L’Agence régionale de santé (ARS) de Bretagne, qui a mené les dépistages dans l’abattoir de Kermené, assure que tous les gestes barrières y ont été respectés. L’entreprise, propriété et fournisseur de viande et de charcuterie de l’enseigne des magasins E. Leclerc, est un des plus grands établissements de ce genre en France, employant près de 3 400 personnes. Les salariés de l’industrie de la viande sont déjà soumis à de nombreuses normes de sécurité sanitaire. Blouses, charlottes, bottes et masques font partie du quotidien, même en dehors des périodes épidémiques.

Stéphane Douchain, délégué syndical FGA-CFDT chez Tradival, a été touché par le Covid-19 mi-mars. « La direction a décidé de renforcer les mesures de protection des salariés à partir du 21 mars, raconte-t-il.
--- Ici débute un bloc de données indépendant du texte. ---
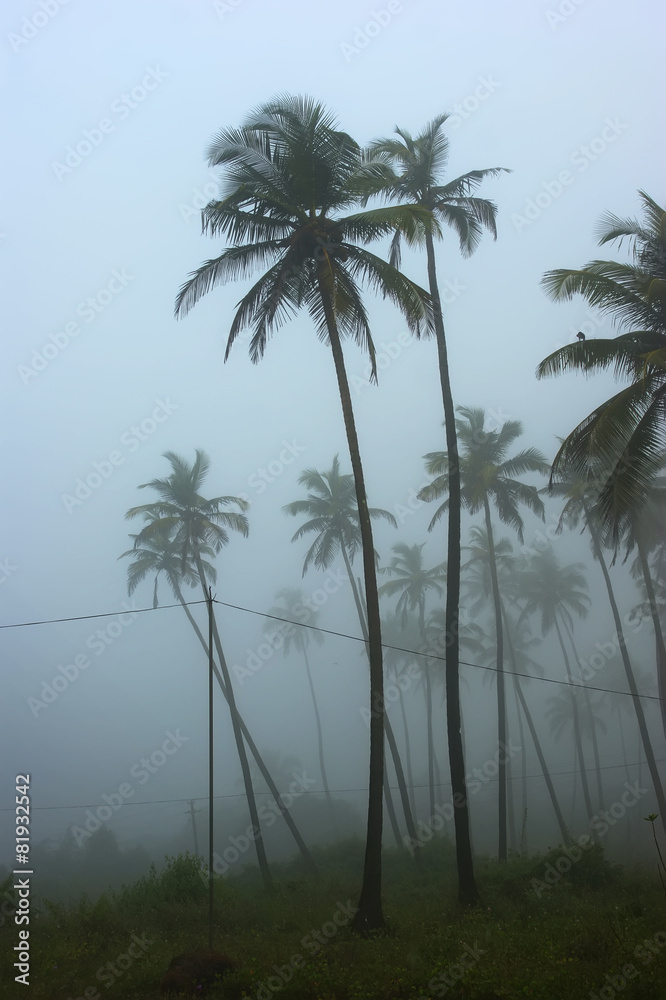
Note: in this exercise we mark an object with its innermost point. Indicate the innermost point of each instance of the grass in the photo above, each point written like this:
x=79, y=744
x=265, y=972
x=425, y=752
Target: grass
x=547, y=927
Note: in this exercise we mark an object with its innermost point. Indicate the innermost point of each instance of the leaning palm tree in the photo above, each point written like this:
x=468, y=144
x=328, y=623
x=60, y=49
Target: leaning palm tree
x=555, y=594
x=409, y=168
x=289, y=602
x=291, y=179
x=486, y=474
x=332, y=516
x=411, y=582
x=581, y=507
x=195, y=525
x=621, y=443
x=157, y=553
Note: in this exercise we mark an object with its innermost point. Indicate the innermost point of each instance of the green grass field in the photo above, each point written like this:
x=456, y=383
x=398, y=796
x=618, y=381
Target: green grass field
x=548, y=927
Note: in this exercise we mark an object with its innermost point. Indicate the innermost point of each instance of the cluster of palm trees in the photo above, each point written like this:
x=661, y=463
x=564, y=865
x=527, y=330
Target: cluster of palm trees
x=295, y=205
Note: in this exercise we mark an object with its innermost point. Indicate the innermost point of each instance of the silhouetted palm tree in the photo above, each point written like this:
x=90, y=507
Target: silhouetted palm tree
x=412, y=583
x=620, y=444
x=411, y=168
x=487, y=474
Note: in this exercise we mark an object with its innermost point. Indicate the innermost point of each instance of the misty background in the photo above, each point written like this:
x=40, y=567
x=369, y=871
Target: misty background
x=95, y=365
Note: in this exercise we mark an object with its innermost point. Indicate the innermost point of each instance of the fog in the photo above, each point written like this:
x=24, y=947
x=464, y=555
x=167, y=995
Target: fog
x=108, y=111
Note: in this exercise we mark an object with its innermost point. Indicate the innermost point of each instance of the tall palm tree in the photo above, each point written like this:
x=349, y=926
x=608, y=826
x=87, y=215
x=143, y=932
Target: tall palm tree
x=486, y=474
x=647, y=534
x=195, y=523
x=159, y=554
x=581, y=508
x=288, y=601
x=412, y=583
x=291, y=178
x=620, y=444
x=332, y=514
x=555, y=594
x=411, y=168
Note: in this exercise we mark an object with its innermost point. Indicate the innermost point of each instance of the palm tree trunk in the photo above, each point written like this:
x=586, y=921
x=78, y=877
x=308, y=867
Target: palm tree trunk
x=302, y=846
x=467, y=889
x=566, y=838
x=320, y=743
x=240, y=746
x=408, y=751
x=658, y=633
x=631, y=680
x=576, y=725
x=501, y=695
x=592, y=723
x=390, y=808
x=369, y=914
x=388, y=728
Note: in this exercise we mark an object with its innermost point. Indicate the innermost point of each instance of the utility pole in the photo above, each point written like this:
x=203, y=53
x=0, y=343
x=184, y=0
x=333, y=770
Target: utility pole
x=193, y=812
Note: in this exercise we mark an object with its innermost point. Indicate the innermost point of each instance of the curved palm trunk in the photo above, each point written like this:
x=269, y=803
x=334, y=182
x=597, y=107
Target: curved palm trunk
x=467, y=889
x=592, y=723
x=523, y=771
x=320, y=743
x=302, y=846
x=577, y=736
x=408, y=751
x=240, y=747
x=658, y=632
x=566, y=837
x=631, y=680
x=369, y=914
x=501, y=694
x=428, y=700
x=390, y=737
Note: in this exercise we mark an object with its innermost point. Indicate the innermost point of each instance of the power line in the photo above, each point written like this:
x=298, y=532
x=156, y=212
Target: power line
x=341, y=635
x=313, y=791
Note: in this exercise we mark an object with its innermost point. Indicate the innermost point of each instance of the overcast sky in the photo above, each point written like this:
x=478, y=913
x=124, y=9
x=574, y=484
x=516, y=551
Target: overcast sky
x=108, y=110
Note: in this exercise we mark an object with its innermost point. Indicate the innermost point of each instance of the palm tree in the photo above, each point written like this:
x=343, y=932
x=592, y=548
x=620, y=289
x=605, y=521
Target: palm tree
x=646, y=534
x=620, y=444
x=487, y=474
x=195, y=524
x=412, y=168
x=159, y=554
x=332, y=514
x=289, y=601
x=556, y=593
x=291, y=177
x=412, y=582
x=581, y=507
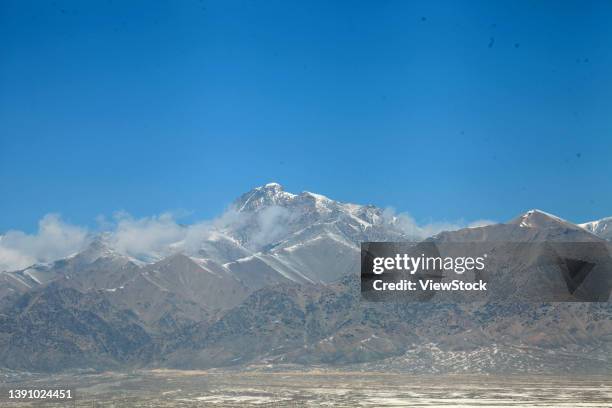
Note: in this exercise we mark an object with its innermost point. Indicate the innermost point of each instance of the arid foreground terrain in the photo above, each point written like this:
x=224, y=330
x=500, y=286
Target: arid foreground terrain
x=170, y=388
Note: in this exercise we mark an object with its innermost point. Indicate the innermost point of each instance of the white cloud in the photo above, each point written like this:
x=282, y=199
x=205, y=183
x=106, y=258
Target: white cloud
x=151, y=238
x=54, y=239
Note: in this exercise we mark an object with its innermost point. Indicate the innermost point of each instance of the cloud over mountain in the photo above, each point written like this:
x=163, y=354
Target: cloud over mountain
x=265, y=214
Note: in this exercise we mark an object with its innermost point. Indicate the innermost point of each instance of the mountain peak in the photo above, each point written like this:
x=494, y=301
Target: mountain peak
x=540, y=219
x=267, y=195
x=273, y=185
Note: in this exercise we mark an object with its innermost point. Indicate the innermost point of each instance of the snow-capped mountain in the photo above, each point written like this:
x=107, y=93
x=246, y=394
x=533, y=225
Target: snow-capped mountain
x=276, y=281
x=602, y=228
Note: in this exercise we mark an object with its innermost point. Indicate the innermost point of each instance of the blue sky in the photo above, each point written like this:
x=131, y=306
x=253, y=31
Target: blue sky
x=446, y=110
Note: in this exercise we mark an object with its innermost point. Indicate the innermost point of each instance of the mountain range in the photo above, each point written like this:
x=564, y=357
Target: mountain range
x=277, y=283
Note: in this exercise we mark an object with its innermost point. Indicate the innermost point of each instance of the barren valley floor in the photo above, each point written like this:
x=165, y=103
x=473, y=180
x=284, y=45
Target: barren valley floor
x=172, y=388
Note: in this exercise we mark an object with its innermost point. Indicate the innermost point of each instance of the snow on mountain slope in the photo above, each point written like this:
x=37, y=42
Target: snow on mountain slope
x=601, y=228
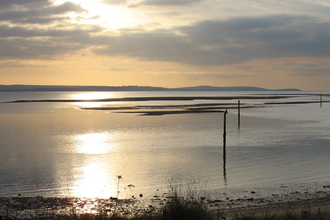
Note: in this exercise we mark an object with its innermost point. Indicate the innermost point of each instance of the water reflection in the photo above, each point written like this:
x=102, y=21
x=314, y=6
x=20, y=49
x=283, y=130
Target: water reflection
x=93, y=178
x=94, y=143
x=91, y=95
x=94, y=182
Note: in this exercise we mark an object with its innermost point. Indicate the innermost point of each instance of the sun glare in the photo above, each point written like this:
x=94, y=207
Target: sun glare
x=94, y=143
x=111, y=16
x=94, y=182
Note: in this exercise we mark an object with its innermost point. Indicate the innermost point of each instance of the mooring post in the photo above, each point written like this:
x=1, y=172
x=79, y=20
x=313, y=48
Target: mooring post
x=239, y=113
x=224, y=146
x=224, y=135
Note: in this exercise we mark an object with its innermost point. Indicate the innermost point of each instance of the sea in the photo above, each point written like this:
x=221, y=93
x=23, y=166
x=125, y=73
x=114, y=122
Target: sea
x=100, y=145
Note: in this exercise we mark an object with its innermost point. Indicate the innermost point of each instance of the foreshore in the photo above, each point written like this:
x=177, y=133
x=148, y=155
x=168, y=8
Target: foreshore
x=34, y=207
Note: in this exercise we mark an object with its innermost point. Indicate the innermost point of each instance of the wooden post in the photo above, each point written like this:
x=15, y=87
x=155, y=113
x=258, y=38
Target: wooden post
x=224, y=146
x=224, y=135
x=239, y=113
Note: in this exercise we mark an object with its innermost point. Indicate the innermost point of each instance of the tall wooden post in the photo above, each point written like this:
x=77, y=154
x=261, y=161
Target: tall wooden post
x=239, y=113
x=224, y=146
x=224, y=135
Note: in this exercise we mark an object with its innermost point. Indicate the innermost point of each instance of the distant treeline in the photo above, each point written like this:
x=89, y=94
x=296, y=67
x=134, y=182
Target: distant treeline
x=36, y=88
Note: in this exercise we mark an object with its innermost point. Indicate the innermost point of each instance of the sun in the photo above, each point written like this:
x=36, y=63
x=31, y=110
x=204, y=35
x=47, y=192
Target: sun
x=109, y=16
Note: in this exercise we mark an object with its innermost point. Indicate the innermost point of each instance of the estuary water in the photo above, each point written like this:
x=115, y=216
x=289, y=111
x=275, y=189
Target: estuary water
x=64, y=143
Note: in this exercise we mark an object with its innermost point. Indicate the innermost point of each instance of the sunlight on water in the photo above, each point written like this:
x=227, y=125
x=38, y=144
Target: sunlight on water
x=94, y=143
x=94, y=182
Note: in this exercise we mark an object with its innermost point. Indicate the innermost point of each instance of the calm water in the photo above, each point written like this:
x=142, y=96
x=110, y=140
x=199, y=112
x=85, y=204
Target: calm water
x=56, y=149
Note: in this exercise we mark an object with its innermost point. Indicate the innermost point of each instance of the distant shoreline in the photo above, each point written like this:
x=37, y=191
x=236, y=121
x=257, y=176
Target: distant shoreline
x=43, y=88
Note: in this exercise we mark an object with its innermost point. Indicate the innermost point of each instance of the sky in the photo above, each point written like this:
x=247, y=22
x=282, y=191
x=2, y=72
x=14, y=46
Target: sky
x=273, y=44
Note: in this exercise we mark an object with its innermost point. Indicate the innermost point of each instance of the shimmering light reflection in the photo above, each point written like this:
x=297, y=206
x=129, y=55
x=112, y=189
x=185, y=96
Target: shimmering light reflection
x=94, y=182
x=94, y=143
x=93, y=96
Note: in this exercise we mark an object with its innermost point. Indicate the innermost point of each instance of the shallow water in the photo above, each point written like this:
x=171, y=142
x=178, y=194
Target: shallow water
x=56, y=149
L’usage du masque a été imposé depuis le parking et jusque dans les vestiaires. Mais le point noir pour nous, c’est le vestiaire, exigu, et dans lequel tout le monde ne garde pas les protections. » Fermé le 18 mai, le site pourrait rouvrir lundi 25 mai, maintenant que tous les salariés ont été testés et les personnes positives isolées. Un plan prévoyant notamment la réorganisation des espaces collectifs devrait être présenté aux représentants du personnel vendredi.